Description

Logging into an application is and important thing to do, but within the application the customer may want to limit functionality for users, based on what they are allowed to do. One of the goals of Secwin is to allow end-users to do this in an intuitive way, but a way that allows them to understand what a user's rights are, and how to set them.

A user has to be the level of Supervisor, Administrator or SysAdmin in order to assign rights to individuals or groups.

Groups

DEXIT allows User Groups to be created. A user has to be at least at the Administrator Level in order to create groups.

Using Groups is useful because rights can be assigned to groups. Then when a new user is added to the system it is not necessary to set all their rights individually, you can simply assign the user one or more groups.

If a user is a member of more than one group then they get the access rights of all the groups. So as long as they have access to something through at least one of their groups, they will have access to that something. In technical terms access rights are OR not AND.

When a group is created you can set its access rights to default to either ALL or NONE. If set to ALL then the group has access to everything (by default) and it can be edited to restrict specific access. If set to NONE then specific access has to be granted to the group.

Users

A user has to be at least at the Administrator Level in order to add users. (With the exception of systems which allow users to create themselves, more on that later.)

In addition to being in a group a user can have specific rights which override these group rights. These allows the administrator to not just to allow specific users to do specific things outside of their group, but it also allows the administrator to prevent a user doing something, even if their groups are allowed to do it.

Users who are not part of any group can also have their rights set on an individual basis.
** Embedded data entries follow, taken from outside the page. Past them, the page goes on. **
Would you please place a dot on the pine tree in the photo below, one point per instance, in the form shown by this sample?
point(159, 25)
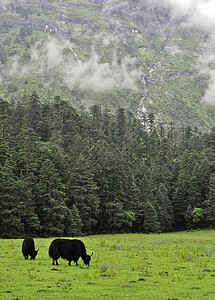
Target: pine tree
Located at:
point(151, 223)
point(210, 203)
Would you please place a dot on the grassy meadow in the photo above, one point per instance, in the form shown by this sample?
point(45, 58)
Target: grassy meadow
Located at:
point(124, 266)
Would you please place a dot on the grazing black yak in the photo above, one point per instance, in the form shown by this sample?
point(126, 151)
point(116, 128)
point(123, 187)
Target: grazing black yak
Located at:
point(28, 248)
point(69, 250)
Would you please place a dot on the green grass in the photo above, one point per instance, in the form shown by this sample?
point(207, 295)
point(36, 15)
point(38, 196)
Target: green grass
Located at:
point(131, 266)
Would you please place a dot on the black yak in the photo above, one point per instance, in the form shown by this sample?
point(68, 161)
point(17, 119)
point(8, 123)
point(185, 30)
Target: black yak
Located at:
point(69, 250)
point(28, 248)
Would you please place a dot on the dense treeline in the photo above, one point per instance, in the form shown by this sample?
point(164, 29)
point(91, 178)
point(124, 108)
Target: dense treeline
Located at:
point(66, 171)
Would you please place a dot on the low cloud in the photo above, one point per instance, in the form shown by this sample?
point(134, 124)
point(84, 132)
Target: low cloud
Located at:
point(199, 14)
point(56, 55)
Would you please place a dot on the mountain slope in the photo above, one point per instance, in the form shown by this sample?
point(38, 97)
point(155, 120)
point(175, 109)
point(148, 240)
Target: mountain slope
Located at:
point(113, 53)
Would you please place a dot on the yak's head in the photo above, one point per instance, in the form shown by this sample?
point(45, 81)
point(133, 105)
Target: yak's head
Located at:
point(87, 259)
point(34, 254)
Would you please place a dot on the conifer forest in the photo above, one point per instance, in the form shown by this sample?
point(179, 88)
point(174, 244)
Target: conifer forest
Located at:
point(68, 171)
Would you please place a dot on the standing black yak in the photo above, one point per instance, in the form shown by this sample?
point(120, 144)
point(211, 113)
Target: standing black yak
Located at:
point(69, 250)
point(28, 248)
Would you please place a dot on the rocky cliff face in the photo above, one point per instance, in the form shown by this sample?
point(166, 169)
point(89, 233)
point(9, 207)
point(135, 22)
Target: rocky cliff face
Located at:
point(128, 53)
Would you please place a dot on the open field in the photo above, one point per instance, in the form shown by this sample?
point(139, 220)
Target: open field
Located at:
point(123, 266)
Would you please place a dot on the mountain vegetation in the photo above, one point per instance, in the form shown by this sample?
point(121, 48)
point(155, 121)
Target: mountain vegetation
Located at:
point(131, 54)
point(66, 171)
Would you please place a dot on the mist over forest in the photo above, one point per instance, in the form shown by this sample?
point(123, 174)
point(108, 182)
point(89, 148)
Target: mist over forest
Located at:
point(106, 116)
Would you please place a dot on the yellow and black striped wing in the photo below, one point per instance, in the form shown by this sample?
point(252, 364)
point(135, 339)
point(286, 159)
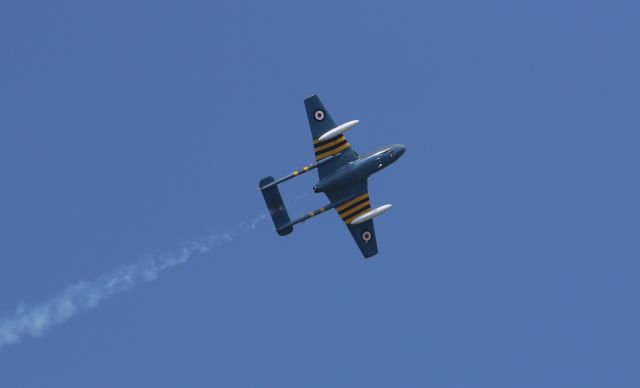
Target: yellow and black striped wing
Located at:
point(363, 234)
point(320, 122)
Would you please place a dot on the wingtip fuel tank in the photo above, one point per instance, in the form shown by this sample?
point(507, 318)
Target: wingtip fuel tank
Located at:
point(373, 213)
point(340, 129)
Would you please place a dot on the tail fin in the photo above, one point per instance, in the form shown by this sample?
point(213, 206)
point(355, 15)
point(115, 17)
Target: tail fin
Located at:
point(276, 207)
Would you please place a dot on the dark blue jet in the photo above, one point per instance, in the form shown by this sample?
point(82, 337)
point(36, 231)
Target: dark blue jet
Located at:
point(343, 178)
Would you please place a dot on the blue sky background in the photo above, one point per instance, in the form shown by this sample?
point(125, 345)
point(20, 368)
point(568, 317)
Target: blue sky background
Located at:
point(510, 258)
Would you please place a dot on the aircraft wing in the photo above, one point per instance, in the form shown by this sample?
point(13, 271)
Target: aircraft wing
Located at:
point(321, 122)
point(364, 233)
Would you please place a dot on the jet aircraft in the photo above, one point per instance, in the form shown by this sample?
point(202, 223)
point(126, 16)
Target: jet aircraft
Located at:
point(343, 178)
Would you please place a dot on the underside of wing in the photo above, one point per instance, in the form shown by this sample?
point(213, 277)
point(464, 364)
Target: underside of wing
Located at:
point(356, 203)
point(320, 122)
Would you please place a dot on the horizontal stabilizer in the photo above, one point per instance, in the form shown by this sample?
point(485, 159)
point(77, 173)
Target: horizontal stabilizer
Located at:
point(276, 206)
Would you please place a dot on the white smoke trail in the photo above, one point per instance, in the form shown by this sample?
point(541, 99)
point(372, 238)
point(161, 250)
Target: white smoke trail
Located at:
point(85, 295)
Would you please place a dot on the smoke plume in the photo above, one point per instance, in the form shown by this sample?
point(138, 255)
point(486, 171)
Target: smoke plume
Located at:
point(34, 321)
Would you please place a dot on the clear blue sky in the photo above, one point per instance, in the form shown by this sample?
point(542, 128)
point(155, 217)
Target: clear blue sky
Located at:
point(509, 259)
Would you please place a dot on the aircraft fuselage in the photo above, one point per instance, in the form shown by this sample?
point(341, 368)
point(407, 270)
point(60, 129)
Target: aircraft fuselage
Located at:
point(361, 168)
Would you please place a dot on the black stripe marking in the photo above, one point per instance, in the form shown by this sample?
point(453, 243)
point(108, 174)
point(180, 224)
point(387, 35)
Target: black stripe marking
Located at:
point(333, 147)
point(341, 137)
point(362, 209)
point(346, 209)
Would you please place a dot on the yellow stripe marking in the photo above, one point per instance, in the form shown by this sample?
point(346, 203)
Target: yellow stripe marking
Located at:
point(355, 209)
point(356, 199)
point(325, 146)
point(356, 216)
point(316, 141)
point(332, 152)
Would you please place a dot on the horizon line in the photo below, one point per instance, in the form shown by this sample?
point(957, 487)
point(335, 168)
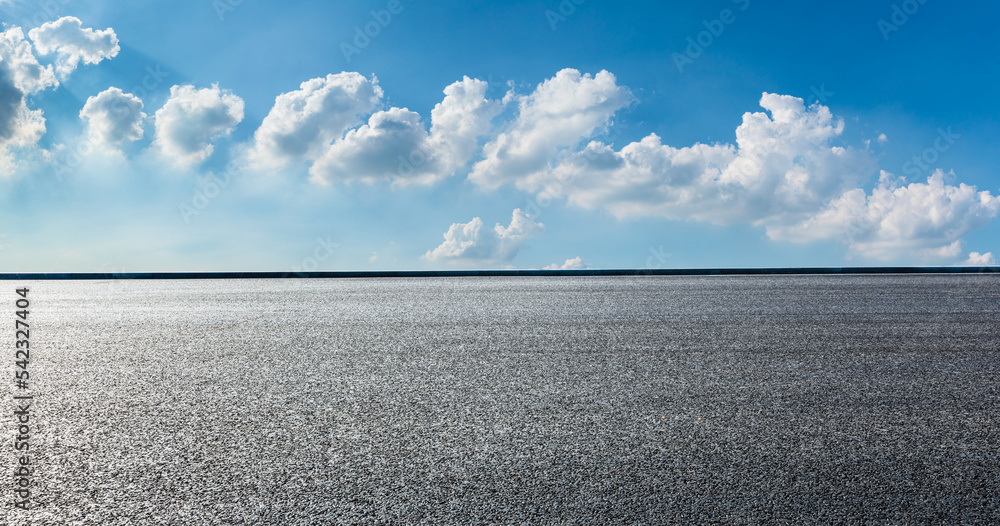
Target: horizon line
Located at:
point(326, 274)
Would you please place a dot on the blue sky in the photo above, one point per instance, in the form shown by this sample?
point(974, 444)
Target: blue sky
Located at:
point(228, 135)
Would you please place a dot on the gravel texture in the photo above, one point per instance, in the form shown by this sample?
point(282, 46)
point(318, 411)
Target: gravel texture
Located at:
point(645, 400)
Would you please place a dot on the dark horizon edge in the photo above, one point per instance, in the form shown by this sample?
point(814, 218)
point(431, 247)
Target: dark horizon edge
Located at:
point(497, 273)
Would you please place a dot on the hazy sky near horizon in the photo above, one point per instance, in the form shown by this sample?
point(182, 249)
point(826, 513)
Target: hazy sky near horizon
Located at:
point(401, 134)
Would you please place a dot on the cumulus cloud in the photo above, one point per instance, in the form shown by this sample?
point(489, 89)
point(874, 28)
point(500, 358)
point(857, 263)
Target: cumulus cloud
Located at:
point(923, 220)
point(20, 75)
point(192, 119)
point(473, 242)
point(302, 123)
point(73, 43)
point(113, 117)
point(558, 115)
point(782, 167)
point(570, 264)
point(979, 260)
point(395, 146)
point(21, 65)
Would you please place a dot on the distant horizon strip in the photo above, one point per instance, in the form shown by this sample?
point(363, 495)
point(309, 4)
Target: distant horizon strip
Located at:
point(497, 273)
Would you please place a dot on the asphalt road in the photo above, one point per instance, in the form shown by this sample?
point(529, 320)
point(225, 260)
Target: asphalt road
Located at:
point(648, 400)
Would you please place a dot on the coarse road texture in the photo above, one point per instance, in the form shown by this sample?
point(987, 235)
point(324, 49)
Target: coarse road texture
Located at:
point(553, 400)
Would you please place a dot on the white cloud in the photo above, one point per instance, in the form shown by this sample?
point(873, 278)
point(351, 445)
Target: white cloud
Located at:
point(559, 114)
point(782, 168)
point(460, 119)
point(570, 264)
point(919, 220)
point(192, 119)
point(113, 117)
point(23, 69)
point(471, 241)
point(73, 43)
point(979, 260)
point(395, 146)
point(20, 75)
point(302, 123)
When a user is created you can set their access rights to default to either ALL, GROUP or NONE. If set to ALL then the user has access to everything (by default.) This can then be edited to restrict specific access. If set to GROUP then the default rights of their group(s) are used. If any are set to ALL then the user's default is ALL, if all are set to NONE then the user's default is NONE

Run Time

There are two approaches to controlling the access rights of users at run time.
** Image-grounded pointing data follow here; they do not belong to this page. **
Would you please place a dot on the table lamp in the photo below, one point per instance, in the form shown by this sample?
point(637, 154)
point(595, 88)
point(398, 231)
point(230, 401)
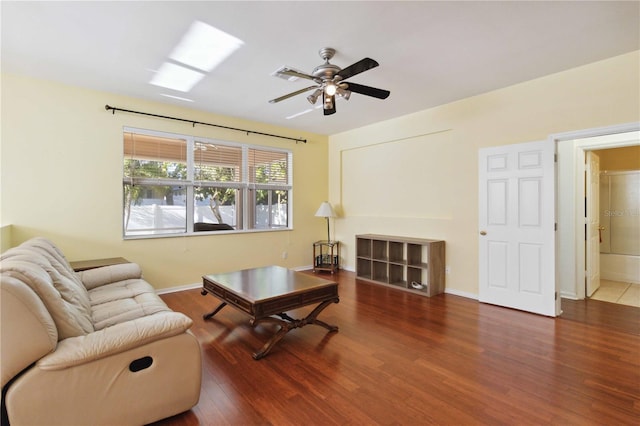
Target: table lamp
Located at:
point(326, 211)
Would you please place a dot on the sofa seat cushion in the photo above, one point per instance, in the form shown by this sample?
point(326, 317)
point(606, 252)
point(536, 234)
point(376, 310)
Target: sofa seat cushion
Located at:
point(124, 301)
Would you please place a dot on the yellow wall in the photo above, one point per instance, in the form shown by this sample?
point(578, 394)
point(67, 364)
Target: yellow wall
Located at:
point(61, 178)
point(625, 158)
point(420, 177)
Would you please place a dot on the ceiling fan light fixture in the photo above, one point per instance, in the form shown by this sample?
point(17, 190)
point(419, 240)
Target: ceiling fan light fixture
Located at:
point(312, 98)
point(330, 89)
point(344, 94)
point(328, 102)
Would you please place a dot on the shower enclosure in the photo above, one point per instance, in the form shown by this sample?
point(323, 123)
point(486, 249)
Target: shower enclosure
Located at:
point(620, 224)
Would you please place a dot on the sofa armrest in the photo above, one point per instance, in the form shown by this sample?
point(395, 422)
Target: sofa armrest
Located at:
point(92, 278)
point(115, 339)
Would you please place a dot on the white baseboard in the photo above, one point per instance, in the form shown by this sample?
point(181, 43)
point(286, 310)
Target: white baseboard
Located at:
point(461, 293)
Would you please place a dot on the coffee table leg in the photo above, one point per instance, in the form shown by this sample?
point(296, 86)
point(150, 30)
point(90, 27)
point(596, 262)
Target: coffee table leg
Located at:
point(215, 311)
point(288, 323)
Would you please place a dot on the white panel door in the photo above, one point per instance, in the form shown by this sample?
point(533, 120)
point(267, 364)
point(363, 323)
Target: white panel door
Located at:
point(592, 220)
point(517, 226)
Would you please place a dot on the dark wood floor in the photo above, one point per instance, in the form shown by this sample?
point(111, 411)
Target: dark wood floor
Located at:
point(405, 359)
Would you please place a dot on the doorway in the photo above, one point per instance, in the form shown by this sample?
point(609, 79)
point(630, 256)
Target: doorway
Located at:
point(571, 245)
point(619, 224)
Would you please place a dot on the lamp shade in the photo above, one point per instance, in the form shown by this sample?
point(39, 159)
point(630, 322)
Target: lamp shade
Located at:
point(325, 210)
• Go to the window that needs protecting
• Press the system-wide Hot Key (Ctrl-F8 by default)
• Edit the rights for users and groups for that screen
• This approach is ideally suited to the less-technical supervisor. They do not need to understand the bigger application, they simply go to what they want to protect, and protect it. It takes slightly longer to do it this way, but can be done with minimal user training.

Make use of the Global "Set Access Rights" window. This window presents a lit of all the procedures which can be protected, and allows the supervisor to set the rights for all the procedures, and controls in one place. This approach is faster, but the user needs an understanding of how the application is arranged, and what procedures refer to what functions. 

Bubbling

Menu Items and Buttons are often set to "Call a Procedure". Having the button present, but going to an Access Denied message is not very friendly.

The solution for this in Secwin 6 and earlier was to protect both the button in the calling procedure, and the destination procedure as well. this can duplicate work when setting up the system.

DEX  introduces the concept of Bubbling - if a user does not have access to a procedure then buttons and menu items that call that procedure (using the template Actions setting) are automatically hidden.

• Additional Program Restrictions

Disabling, and Hiding of controls for access control purposes does not happen in isolation. There may be other considerations which also come into play.